Тепловая дезинфекция включает воздействие горячей водой и насыщенным паром: при 80 C – 10 мин; при 85 C – 3 мин; при 90 C – 1 мин. При этом режиме погибают все вегетативные формы бактерий и большинство вирусов. Ультрафиолетовое облучение происходят с помощью специальных бактерицидных ламп (настенных, потолочных, передвижных) для обеззараживания воздуха, различных поверхностей.

Слайд 29

Утилизация отходов. отходы подразделяются на классы в зависимости от степени их опасности: Класс А – Неопасные отходы; Класс Б – Опасные отходы; Класс В – Чрезвычайно опасные отходы; Класс Г – Близкие по составу к промышленным ;

Слайд 30

Слайд 31

Слайд 32

Слайд 33

Вирусология Вирусология — раздел микробиологии, изучающий вирусы (от латинского слова virus — яд). Вирусы обладают уникальными свойствами, которые позволяют выделить их из общей массы микроорганизмов: Наличие только одного из двух видов нуклеиновых кислот. Отсутствие собственной белок-синтезируемых систем. Они представляют собой генетических паразитов. Вирусы не растут, а только репродуцируются (размножаются).
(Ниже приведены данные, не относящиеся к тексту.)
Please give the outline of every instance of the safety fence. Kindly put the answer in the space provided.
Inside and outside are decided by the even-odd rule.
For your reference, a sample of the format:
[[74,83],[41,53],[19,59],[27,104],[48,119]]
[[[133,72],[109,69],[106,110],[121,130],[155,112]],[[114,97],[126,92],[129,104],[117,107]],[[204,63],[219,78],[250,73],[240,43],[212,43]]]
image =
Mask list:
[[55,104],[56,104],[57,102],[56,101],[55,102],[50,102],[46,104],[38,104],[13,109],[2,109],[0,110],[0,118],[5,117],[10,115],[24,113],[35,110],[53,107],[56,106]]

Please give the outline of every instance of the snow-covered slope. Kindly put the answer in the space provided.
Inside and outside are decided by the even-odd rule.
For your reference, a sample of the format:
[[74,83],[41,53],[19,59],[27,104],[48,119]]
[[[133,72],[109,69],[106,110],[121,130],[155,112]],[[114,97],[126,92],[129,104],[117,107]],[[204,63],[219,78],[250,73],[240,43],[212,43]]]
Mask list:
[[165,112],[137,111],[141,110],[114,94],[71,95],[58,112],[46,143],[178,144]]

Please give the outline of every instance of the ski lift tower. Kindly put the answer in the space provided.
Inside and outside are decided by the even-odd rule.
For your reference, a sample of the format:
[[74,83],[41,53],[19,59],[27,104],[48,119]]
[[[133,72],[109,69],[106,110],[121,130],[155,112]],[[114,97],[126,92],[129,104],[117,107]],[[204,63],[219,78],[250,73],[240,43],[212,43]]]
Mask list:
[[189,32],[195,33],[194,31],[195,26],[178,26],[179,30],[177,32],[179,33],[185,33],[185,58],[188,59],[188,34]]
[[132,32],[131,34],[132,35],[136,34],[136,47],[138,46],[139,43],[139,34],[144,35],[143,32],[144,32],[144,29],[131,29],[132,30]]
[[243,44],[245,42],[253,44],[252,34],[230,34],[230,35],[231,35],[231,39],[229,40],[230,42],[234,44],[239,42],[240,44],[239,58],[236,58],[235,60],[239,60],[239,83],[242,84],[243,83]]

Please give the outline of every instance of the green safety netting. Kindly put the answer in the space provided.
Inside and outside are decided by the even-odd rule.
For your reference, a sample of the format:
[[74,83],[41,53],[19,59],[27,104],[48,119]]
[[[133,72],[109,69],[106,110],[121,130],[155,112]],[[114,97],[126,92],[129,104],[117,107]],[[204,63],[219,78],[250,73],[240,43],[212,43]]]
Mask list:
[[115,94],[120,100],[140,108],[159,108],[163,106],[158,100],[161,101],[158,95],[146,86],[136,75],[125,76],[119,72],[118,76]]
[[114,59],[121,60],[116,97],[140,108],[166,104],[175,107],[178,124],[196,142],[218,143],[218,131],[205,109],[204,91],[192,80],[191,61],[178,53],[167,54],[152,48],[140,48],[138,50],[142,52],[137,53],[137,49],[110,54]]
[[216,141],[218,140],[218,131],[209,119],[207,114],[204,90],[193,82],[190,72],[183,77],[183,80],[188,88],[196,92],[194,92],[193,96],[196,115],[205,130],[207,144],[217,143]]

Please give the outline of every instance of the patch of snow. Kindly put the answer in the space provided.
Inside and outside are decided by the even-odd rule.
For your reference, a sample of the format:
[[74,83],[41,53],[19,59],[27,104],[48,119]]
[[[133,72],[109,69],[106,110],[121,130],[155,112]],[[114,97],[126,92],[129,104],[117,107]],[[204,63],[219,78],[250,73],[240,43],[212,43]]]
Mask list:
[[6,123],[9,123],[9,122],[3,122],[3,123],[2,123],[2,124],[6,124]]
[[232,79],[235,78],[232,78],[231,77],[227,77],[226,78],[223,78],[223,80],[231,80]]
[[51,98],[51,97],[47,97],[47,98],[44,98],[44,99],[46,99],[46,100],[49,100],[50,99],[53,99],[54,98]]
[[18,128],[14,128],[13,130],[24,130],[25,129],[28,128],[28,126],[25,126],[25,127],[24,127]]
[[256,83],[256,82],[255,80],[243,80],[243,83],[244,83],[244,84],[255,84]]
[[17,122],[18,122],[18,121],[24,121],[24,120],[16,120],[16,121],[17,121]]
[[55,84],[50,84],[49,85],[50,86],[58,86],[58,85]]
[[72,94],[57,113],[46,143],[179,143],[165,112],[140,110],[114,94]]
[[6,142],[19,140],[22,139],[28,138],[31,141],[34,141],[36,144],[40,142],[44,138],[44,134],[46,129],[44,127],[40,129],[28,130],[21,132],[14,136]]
Впервые существование вируса (как нового типа возбудителя болезней) доказал в 1892 году русский учёный Д. И. Ивановский.

Слайд 34

Лабораторная диагностика вирусных инфекций Для лабораторной диагностики вирусных инфекций используются различные методы. Вирусологическое исследование (световая микроскопия) позволяет обнаружить характерные вирусные включения, а электронная микроскопия - сами вирионы, и по особенностям их строения диагностировать соответствующую инфекцию (например, ротавирусную). Вирусологическое исследование направлено на выделение вируса и его идентификацию. Для выделения вирусов используют заражение лабораторных животных, куриных эмбрионов или культуры тканей.

Слайд 35

Первичную идентификацию выделенного вируса до уровня семейства можно провести с помощью: - определения типа нуклеиновой кислоты (проба с бромдезоксиуридоном), - особенностей ее строения (электронная микроскопия), - размером вириона (фильтрование через мембранные фильтры с порами диаметром 50 и 100 нм), - наличия суперкапсидной оболочки (проба с эфиром), - гемагглютининов (реакция гемагглютинации), - типа симметрии нуклеокапсида (электронная микроскопия).

Слайд 36

Вирусологическое исследование Вирусологическое исследование - это "золотой стандарт" вирусологии и должно проводится в специализированной вирусологической лаборатории. В настоящее время оно используется практически только в условиях возникновения эпидемической вспышки того или иного вирусного инфекционного заболевания. Для диагностики вирусных инфекций широкое применение нашли методы иммунодиагностики (серодиагностики и иммуноиндикации). Они реализуются в самых разнообразных реакциях иммунитета: радиоизотопный иммунный анализ (РИА), иммуноферментный анализ (ИФА), реакция иммунофлюоресценции (РИФ), реакция связывания комплемента (РСК), реакция пассивной гемагглютинации (РПГА), реакции торможения гемагглютинации (РТГА) и другие.